The Last Ride
Somewhere in The Badlands . . .
The sun glowed huge and orange as it sank below the horizon. They had been riding hard all day, and it was time to stop and set up camp. Scouting an area close to the river, they finally chose a spot at the base of a cliff. Here, they would be protected from the wind.
Brian fed and watered the horses, while Justin unrolled their sleeping gear and started the fire.
Done with his equine duties, Brian pulled two rabbits out of the game sack and expertly began the process of skinning and gutting.
"I don't know how much longer I can eat rabbit," Brian grumbled.
"We still have some of the smoked rattlesnake."
"I'd rather have fresh meat tonight."
"Well . . . that's always on the menu," Justin said coyly.
"Sunshine, I hate to break it to you, but you ain't smelling so fresh right now."
"Oh, and I suppose you smell like a bed of roses?"
"Here, this one's ready." Brian tossed one of the bloody rabbits, and Justin caught it deftly. He skewered the small body and set it over the fire to roast.
"After dinner, why don't we go down to the river and clean up?"
"Sounds good." Brian liked to clean up with Justin.
Later that night . . .
They appeared to be fighting. Their bodies twisted and clung and glowed red. But they were simply making love. Frenzied, sweet, rough love by the light of the fire. The fever had come upon them as they splashed in the dark river. Justins body had been dipped in silver by the pale starlight, and Brian had been seized with a lust so powerful they had barely made it back to camp.
Now, he bit Justin's neck again and again as he fucked him. Justin held on tightly and pressed him closer. He made it easy for the man to consume him.
Justin was close. So close. One more bite. One more bite, and he would come.
And then he felt it. There. Ahhh. It was sharper, deeper than the rest, and it was what he needed. He sobbed from the pain and blacked out from the pleasure.
"Knocked your ass out, didn't I?" Brian gloated as he rolled away to light a cigarette.
Justin didn't answer.
"Still fainting after all these years. I'm sooo flattered."
Still, no answer.
Brian turned to look at Justin, who appeared to be sleeping.
"Hey." Brian shook his shoulder.
There was no response.
Brian sat up. A tendril of dread curled around his intestines. Something was wrong.
That was when he saw it. A small, black snake quietly slithering away.
"Justin!" He pulled Justin off the ground and shook him, but he just hung heavily in Brians arms.
There were twin punctures on the back of the boys shoulder. He had been bitten.

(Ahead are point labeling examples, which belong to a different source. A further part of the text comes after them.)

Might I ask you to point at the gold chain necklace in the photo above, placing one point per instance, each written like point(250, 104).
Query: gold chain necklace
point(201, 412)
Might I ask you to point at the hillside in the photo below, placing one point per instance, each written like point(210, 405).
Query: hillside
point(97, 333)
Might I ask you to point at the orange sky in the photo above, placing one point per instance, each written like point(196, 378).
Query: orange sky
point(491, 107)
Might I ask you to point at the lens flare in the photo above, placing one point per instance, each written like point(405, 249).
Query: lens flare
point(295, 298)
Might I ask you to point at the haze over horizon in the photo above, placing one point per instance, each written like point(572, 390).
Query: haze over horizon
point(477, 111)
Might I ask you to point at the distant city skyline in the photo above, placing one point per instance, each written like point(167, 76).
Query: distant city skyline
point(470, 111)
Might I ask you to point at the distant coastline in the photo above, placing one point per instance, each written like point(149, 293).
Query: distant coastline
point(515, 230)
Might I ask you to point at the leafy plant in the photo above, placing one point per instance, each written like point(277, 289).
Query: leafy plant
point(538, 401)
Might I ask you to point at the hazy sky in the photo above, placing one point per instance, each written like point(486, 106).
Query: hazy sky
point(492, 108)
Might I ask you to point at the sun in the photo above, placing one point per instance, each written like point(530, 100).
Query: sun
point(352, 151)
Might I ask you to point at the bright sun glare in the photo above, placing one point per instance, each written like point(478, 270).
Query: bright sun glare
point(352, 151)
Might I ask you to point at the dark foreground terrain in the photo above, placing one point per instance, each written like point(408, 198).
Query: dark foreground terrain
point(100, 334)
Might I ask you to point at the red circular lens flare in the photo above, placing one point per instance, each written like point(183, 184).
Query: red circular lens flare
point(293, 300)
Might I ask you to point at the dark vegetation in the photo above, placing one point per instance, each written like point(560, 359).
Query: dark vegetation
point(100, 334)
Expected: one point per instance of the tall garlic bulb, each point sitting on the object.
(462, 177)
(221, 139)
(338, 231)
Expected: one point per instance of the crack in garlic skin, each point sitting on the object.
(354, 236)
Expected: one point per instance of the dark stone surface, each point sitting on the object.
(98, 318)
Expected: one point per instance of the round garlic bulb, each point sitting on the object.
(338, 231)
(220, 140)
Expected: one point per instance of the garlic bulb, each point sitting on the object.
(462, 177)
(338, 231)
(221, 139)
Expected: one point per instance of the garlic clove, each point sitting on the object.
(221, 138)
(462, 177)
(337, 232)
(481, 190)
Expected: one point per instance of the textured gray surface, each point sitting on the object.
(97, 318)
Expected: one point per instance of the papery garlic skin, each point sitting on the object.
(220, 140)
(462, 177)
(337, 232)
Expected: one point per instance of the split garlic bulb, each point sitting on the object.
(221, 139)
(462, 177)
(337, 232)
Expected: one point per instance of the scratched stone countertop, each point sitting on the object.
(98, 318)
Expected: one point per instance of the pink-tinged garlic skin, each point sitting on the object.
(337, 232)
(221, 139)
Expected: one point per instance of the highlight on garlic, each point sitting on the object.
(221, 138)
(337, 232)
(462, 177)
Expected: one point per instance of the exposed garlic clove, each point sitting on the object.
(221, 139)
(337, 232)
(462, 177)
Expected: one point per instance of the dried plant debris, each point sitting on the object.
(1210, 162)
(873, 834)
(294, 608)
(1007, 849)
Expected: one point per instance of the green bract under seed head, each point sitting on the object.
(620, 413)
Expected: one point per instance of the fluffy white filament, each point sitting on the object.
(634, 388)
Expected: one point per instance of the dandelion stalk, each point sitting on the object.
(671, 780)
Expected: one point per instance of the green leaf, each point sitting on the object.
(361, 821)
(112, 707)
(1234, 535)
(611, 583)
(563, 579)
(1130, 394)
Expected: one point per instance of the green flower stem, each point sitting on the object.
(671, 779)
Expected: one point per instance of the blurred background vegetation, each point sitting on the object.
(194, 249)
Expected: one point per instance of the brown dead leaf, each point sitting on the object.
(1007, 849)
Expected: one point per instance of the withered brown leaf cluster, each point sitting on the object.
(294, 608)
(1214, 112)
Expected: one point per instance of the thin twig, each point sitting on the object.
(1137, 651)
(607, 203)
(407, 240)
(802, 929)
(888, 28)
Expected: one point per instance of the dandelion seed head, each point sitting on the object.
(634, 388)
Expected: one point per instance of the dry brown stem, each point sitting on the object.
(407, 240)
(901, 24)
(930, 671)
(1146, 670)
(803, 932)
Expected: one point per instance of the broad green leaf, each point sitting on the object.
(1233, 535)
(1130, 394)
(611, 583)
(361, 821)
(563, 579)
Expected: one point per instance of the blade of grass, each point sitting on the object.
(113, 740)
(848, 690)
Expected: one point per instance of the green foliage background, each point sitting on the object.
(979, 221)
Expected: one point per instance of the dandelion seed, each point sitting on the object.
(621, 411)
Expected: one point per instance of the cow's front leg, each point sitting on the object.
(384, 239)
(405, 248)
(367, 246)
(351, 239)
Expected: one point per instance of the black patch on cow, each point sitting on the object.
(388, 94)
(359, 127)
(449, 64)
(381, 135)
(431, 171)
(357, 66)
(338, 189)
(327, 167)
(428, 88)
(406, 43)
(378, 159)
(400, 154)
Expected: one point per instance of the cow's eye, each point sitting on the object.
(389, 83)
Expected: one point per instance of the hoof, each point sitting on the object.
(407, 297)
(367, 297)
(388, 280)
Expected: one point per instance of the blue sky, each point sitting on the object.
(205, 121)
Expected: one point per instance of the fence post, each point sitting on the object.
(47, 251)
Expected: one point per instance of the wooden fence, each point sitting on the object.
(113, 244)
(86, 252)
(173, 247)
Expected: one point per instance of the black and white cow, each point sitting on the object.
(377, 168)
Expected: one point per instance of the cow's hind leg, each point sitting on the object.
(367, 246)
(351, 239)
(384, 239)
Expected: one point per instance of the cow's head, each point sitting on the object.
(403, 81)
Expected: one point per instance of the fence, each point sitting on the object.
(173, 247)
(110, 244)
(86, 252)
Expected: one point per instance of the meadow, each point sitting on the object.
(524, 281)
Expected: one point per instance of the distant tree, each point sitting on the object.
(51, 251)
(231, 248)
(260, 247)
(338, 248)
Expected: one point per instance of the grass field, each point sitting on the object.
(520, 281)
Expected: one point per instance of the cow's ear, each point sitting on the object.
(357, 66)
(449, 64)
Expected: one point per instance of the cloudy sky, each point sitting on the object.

Frantically, Brian checked for a pulse. Waited . . . waited . . . waited . . . nothing.
No. It couldn't be. No.
"Justin?" Brians mourning had begun.
It was then that Brian heard the last thing he would ever hear. He looked up and felt a sharp sting as a rock hit his face. It was the last thing he would ever feel. The next rock knocked him unconscious. The rock slide lasted for less than two minutes, but when it was over, there was no sign of either man.
The fire had been nearly extinguished by the cloud of sand and debris, but it had managed to hang on and was now casting the last of its light on the burial mound.
In the distance, a hawk screamed, and the horses shivered.